BMW and Daimlerled the German market as BMW rose 4.2 per cent to €57.60 and Daimler rose 3.5 per cent to €49.02.
The FTSE Eurofirst 300 auto & parts sub-sector gained 3.3 per cent while the overall FTSE Eurofirst 300 index rose 1.1 per cent to 1,123.52.
New data from the US indicated that car sales in March would grow despite rising petrol prices.
The analyst, however, said that the sector, which had been sold off heavily so far this year, was carried aloft by the day’s broadly bullish tone.
The Lisbon bourse also held up throughout the day as equity investors reacted in a relatively sanguine manner to the resignation of the country’s prime minister and a spike in government bond yields to the highest levels seen since the debut of the euro.
The main index was up 1.1 per cent to 7,868.07, recovering ground that it had lost on Wednesday when investors first reacted to news of a potential political shake-up.

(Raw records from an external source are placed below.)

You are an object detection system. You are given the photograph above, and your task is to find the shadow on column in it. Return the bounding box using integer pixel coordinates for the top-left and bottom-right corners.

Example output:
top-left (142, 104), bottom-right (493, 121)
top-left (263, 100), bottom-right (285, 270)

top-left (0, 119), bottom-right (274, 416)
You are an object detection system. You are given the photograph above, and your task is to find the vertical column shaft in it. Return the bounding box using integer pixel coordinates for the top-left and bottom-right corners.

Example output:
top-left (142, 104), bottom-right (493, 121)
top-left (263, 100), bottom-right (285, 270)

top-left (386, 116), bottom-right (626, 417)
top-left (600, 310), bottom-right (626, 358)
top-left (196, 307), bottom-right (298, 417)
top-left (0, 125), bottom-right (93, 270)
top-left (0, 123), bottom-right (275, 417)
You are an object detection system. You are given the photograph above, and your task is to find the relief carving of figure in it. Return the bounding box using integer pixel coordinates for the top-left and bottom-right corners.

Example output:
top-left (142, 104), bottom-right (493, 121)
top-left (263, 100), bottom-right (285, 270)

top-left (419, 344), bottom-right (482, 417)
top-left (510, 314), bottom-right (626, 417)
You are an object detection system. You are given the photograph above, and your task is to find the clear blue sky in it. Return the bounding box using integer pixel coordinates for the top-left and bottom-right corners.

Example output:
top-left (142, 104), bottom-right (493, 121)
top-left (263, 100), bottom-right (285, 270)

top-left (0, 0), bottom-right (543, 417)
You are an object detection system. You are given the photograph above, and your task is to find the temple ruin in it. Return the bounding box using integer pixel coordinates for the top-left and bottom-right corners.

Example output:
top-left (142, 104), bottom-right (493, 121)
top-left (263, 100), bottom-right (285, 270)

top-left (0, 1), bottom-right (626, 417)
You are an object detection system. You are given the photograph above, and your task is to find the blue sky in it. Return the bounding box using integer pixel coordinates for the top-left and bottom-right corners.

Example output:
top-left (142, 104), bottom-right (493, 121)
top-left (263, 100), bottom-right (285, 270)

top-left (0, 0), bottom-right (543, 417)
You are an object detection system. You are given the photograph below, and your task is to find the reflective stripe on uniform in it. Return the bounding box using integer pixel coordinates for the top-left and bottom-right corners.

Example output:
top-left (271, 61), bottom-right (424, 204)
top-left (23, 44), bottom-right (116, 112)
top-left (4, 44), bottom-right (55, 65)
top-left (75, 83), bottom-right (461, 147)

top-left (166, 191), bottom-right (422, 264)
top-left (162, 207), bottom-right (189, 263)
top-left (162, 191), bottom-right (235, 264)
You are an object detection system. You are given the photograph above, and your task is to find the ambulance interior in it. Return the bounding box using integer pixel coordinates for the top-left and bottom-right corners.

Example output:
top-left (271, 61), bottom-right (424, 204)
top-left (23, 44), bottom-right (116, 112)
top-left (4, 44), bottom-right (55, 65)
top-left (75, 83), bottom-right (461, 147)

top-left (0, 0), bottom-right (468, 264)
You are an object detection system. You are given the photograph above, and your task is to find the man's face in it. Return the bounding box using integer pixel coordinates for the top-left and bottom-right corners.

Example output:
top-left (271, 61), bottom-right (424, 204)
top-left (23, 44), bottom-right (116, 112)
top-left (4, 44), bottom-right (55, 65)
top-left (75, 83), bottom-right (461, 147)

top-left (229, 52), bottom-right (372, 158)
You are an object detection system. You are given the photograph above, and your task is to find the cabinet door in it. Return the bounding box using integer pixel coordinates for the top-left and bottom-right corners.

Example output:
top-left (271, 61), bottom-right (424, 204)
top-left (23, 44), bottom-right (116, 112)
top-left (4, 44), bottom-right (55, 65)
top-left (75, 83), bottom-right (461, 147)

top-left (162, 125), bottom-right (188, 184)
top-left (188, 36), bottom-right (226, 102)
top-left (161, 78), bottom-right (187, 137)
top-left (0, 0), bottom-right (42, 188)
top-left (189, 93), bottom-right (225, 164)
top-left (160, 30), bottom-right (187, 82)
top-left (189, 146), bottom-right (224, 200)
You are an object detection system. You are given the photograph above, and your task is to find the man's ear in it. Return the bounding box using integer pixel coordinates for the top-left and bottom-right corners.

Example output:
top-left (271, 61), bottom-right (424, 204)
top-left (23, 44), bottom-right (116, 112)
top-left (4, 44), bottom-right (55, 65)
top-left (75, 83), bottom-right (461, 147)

Brisa, a motorway operator, led the market with gains of 2.4 per cent to €4.85. Banif, a bank, gained 2 per cent to €0.86.
Nuno Serafim, an analyst with IG Markets in Lisbon, said investors had already priced into the market the likelihood of a change in government as the outgoing premier did not have a majority in parliament.
“It’s likely that if, in fact, . . . Portgual will ask for assistance, we’ll see some initial sell-out,” said Mr Serafim. But he expected that such a sell-off would probably trigger buying from investors looking for cheaply priced stocks.
Elsewhere, Mediaset, Silvio Berlusconi’s media group, fell 2.1 per cent to €4.48 in Italy after a series of broker downgrades on concerns about its disappointing 2011 outlook.